1944’e doğru ressam Jean Dubuffet tarafından ortaya çıkarılan sanat kavramı.
1944’te Paris’te ilk kişisel sergisini açan }. Dubuffet’ye göre ham sanata (art brut) özgü yapıtlar, geleneksel sanat anlayışına karşıdır ve her zaman için, herhangi bir toplumsal sistemin parçası olan her türlü kurumun dışında yaratılmıştır; bunlar sanat kültüründen “zarar görmemiş” kişiler tarafından gerçekleştirilmiş yapıtlardır. Aydınlarda görülenin tersine, bu kişilerde “benzetme” payı ya çok azdır, ya da hiç yoktur; öyle ki, söz konusu yapıtları gerçekleştirenler her şeyi [konu, kullanılan araç gereç, aktarım yolları, yapıtı oluşturma biçimleri, vb.} klasik sanatın ya da günün modası olan sanatın basmakalıp klişelerinden değil de, kendi öz kaynaklarından çekip çıkarırlar.

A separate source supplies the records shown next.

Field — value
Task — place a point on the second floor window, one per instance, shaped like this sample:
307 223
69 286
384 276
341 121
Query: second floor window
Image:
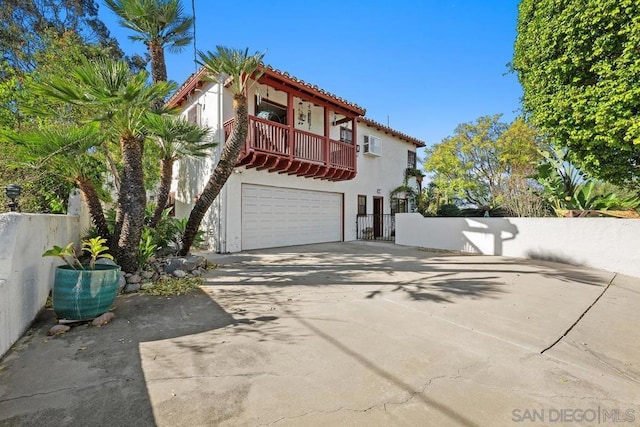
411 159
362 205
346 135
372 145
193 115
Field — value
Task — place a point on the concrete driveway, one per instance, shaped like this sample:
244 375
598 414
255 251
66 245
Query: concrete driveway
346 334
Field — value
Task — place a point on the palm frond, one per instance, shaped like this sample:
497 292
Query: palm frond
234 63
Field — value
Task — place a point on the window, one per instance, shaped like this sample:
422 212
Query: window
399 205
372 145
362 205
346 135
193 115
411 159
269 110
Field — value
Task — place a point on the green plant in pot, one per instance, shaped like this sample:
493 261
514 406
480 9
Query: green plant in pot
84 291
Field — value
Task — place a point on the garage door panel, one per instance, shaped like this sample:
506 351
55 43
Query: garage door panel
274 216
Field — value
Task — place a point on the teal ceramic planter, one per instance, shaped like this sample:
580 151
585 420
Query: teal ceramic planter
84 294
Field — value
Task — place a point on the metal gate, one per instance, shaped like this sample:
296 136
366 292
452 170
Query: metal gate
376 227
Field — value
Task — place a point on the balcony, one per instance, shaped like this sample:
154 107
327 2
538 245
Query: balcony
280 148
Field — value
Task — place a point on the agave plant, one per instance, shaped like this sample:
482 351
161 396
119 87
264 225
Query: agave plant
94 247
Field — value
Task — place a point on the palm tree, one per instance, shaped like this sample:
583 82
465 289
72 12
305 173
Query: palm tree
159 24
72 152
175 138
122 101
239 67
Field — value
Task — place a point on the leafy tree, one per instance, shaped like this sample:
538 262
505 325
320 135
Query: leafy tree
480 159
121 101
44 191
71 152
240 67
579 64
175 138
27 25
157 23
567 188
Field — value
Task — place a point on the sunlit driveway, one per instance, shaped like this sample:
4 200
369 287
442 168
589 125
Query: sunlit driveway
364 334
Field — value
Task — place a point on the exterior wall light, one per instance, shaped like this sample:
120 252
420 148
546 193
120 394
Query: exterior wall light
13 191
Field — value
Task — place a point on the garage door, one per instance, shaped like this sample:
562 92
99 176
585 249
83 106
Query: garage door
276 216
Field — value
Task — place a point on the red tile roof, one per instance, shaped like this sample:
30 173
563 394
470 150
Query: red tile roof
197 78
392 132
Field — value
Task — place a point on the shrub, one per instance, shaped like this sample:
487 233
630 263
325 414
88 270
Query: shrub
448 210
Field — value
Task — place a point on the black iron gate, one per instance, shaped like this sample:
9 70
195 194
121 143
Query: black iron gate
376 227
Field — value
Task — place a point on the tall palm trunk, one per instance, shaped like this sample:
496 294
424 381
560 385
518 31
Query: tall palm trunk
131 204
166 176
224 168
158 66
95 207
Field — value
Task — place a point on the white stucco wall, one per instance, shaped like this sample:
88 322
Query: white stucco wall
26 277
191 175
603 243
377 176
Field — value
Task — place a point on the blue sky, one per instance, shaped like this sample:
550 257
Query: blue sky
427 65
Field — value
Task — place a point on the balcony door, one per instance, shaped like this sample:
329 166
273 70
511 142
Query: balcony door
378 211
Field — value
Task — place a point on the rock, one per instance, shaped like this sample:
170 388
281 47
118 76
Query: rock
134 279
58 330
103 319
132 287
179 274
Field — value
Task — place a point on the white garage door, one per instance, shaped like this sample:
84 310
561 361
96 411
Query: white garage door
275 216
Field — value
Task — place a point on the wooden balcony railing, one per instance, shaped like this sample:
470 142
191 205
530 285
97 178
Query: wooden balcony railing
284 149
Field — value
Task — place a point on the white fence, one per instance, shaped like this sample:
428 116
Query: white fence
26 277
602 243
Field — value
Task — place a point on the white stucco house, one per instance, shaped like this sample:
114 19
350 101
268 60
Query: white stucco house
313 169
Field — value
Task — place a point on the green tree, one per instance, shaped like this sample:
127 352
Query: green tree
480 159
70 151
175 138
27 25
58 53
568 188
157 23
579 65
121 101
240 67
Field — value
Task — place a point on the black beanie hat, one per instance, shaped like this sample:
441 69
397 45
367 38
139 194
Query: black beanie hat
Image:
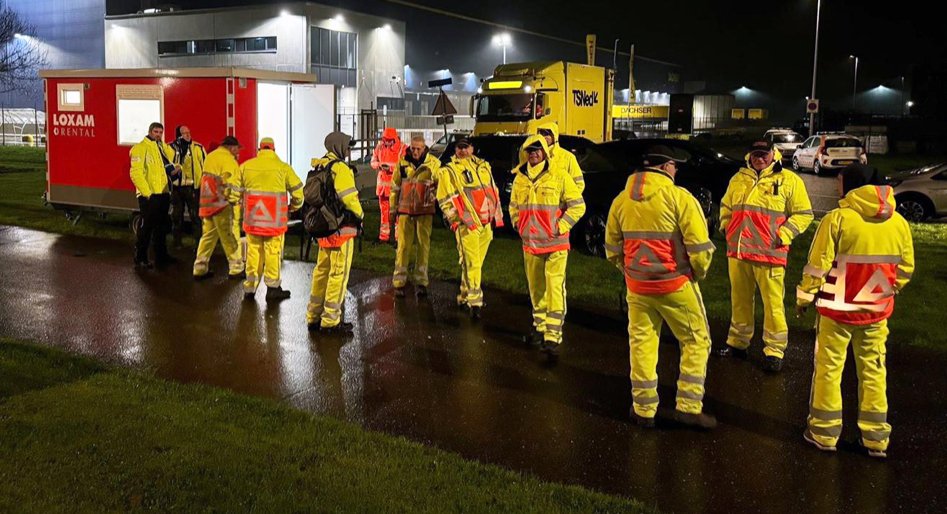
858 175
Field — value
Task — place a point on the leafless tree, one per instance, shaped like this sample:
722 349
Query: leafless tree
21 54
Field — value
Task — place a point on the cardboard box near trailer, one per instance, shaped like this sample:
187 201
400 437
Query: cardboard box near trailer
95 116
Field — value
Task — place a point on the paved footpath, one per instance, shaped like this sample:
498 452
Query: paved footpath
423 370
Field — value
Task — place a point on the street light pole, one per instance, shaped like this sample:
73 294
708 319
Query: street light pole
815 64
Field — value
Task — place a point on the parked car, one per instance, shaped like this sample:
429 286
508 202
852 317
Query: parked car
824 153
921 194
607 166
437 149
785 140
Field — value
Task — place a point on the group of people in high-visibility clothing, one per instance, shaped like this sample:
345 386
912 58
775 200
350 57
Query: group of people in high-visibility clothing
656 233
861 257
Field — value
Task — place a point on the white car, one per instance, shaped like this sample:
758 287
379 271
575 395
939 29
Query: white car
825 153
784 140
921 194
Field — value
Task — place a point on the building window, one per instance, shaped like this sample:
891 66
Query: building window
217 46
334 56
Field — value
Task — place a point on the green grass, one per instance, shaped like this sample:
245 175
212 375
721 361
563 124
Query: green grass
593 283
86 438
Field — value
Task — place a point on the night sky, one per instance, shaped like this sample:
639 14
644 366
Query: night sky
766 46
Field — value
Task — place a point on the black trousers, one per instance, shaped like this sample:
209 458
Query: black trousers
154 228
181 197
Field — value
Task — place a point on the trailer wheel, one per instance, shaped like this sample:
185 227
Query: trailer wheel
136 222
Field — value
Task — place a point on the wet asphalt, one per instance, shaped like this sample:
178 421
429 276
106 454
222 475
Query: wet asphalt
422 369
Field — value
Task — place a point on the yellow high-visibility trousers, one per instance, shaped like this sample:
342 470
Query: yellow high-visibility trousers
745 278
218 228
414 233
264 258
472 246
330 280
825 404
683 311
546 276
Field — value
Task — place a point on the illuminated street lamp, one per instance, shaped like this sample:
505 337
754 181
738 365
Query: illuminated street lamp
503 40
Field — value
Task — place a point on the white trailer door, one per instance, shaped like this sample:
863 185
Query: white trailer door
312 118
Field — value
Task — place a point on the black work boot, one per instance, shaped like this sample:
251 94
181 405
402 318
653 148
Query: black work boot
730 351
772 364
699 421
640 421
276 294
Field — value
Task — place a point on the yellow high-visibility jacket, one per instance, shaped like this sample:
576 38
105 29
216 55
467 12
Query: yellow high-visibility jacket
262 183
192 164
344 180
147 167
761 213
219 170
545 204
657 235
414 188
861 257
467 193
564 158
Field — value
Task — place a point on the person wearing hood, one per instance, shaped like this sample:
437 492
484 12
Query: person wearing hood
330 277
862 256
764 209
561 157
190 155
385 159
262 184
657 235
470 203
545 204
217 213
413 202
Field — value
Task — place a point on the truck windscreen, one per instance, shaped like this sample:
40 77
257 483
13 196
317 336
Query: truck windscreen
511 107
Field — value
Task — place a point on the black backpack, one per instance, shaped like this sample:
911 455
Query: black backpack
323 212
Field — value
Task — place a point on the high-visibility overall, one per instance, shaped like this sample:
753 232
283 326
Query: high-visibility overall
263 184
470 202
761 213
861 257
545 204
564 158
657 235
330 277
217 214
388 153
413 201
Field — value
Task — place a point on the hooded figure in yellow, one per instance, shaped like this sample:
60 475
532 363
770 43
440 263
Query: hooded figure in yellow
269 189
657 235
560 156
862 256
545 204
764 209
470 202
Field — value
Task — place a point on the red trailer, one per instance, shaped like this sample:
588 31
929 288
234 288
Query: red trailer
95 116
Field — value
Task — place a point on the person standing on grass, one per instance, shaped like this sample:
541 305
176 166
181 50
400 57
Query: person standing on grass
861 258
413 202
152 172
657 235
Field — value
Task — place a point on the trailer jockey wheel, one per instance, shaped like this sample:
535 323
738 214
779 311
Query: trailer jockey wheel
136 223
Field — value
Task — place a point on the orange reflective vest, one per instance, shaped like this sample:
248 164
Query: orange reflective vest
861 257
657 234
761 213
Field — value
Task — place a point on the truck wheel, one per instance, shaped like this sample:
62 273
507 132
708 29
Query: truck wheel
135 223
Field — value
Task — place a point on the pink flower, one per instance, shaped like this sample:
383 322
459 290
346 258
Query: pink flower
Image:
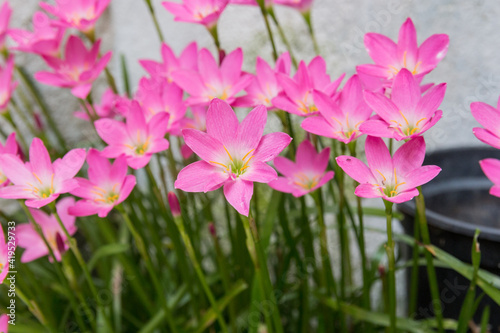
44 40
11 147
265 86
4 258
156 96
298 92
79 69
204 12
233 154
390 57
489 117
137 139
79 14
212 81
111 106
306 175
108 185
5 13
7 87
188 59
40 181
4 323
340 119
395 178
34 245
491 168
407 113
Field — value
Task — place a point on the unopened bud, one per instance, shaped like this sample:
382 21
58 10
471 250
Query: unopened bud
211 229
173 202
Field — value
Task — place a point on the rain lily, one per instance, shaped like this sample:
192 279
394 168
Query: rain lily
40 181
137 139
340 119
407 113
491 168
306 174
6 85
34 245
188 59
390 57
11 147
44 40
264 86
157 95
111 106
210 81
4 258
394 178
5 13
79 69
79 14
108 185
489 117
233 154
205 12
298 92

Kaçınılmaz biçimde doğal ve zorlamasız olarak gerçekleştirilen bu tür yapıtlar, çoğunlukla bazı akıl hastalarının plastik etkinliklerini sergiler. Bununla birlikte, psikopatolojik dengesizlik, bir yapıtın ham sanat ürünü olup olmadığı konusunda ölçüt olarak ele alınamaz. Biçimsel uzlaşmalara saygı, toplumsal yaşama uyum gösteren kişilerde olduğu kadar, akıl hastanesine kapatılmış kişilerde de vardır.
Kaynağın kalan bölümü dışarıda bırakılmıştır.